I don't suffer from the illusion - the delusion - that anyone at Walmart or Amazon spends much time mapping value streams or "looking at the time line, from the moment the customer gives us an order to the point when we collect the cash and ... reducing that time line by eliminating the non-value adding wastes." But the result is the same as if Amazon were - maybe just blind sows finding the inevitable acorn, but more likely a collective blinding flash of the obvious. Regardless, Walmart is finding that Amazon is starting to eat their figurative lunch. The real competition is not the other bricks and mortar guys - Target, Sears, Kmart - but the guys who sell the same stuff without bricks and mortar at all.
We are a week shy of the six year anniversary of our pointing out the absurdity of the government productivity data that has served as the rationalization for looking the other way while American manufacturing slipped and slid steadily down the drain. While the 'experts' still struggle with the harsh reality of narrowly defined manufacturing productivity, they (and many, many others) are missing the dawning of a huge productivity boom that is only apparent to those who can, as Dan Jones and Jim Womack put it, "See the Whole".
Whether it is the Dollar Shave Club, the demise of Borders and Blockbuster,the disappearance of record and CD stores, it is all the same - a huge boon to productivity. Same - often superior - customer value, but without busloads of material handlers, retail sales clerks, bosses to ride herd on the handlers and retail folks, and extend it further - people to build and take care of all of the brick and mortar shrines to non-value adding waste. The rapidly dawning productivity explosion is not happening so much among the value adding people within the narrow confines of factories, but in the broader supply chains - but you have to "see the whole" to notice it.
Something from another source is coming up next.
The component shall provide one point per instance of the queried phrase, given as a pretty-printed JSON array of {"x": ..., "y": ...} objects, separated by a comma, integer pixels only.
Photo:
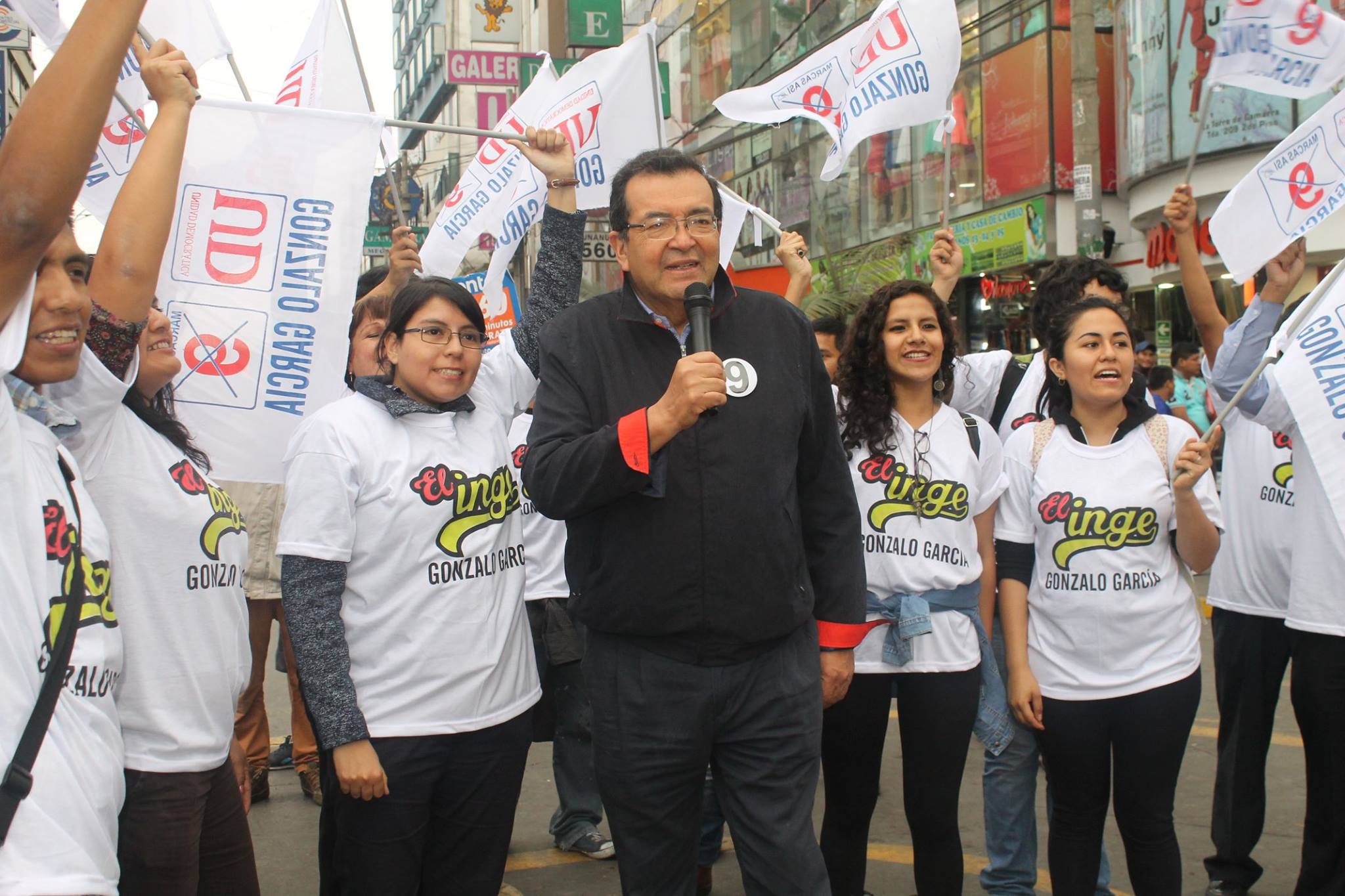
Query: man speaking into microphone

To be sure, paper mills and CD facories are rapidly falling by the wayside, as well as packaging plants and people - but looming the sea change is much more in the service sector folks who pile cost onto factory output without increasing the value of it.
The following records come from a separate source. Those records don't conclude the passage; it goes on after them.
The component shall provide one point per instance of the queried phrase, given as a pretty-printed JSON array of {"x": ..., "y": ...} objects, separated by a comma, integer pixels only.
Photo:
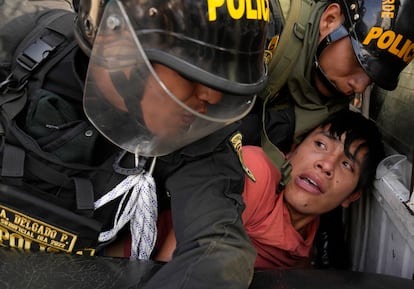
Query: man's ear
[
  {"x": 331, "y": 18},
  {"x": 352, "y": 198}
]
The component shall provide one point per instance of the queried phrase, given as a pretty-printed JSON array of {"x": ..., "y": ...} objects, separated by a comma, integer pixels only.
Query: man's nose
[
  {"x": 207, "y": 94},
  {"x": 326, "y": 165}
]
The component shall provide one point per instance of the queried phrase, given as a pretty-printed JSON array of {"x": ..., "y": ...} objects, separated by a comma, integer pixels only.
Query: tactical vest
[{"x": 48, "y": 177}]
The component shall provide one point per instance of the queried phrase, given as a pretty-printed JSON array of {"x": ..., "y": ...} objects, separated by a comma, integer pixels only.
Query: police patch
[{"x": 236, "y": 141}]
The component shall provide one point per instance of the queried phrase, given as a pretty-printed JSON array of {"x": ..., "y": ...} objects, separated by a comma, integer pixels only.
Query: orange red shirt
[{"x": 266, "y": 218}]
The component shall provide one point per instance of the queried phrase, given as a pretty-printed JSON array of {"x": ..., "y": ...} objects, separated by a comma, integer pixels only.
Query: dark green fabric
[{"x": 310, "y": 107}]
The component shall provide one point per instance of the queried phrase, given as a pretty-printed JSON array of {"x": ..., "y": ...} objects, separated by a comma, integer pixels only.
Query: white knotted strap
[{"x": 140, "y": 209}]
For management this means putting down "Learning to See" and picking up "Seeing the Whole". You can optimize the factory all day long, but if an Amazon or Dollar Shave Club comes along and renders the entire supply chain in which the factory operates obsolete you will find you have been improving value streams to nowhere. On the positive side, it means fantastic opportunity for those wise enough to see logistics, marketing, retailing, warehousing and the rest for the non-value adding waste it is.
If you are making and selling something for $5 while the final customer is paying $20 for it way down the chain, you need to get out of the rut of believing that whatever is so severely trashing the value propositon of your product is 'necessary' or somehow an inescapable reality in your business. If you don't, someone else will.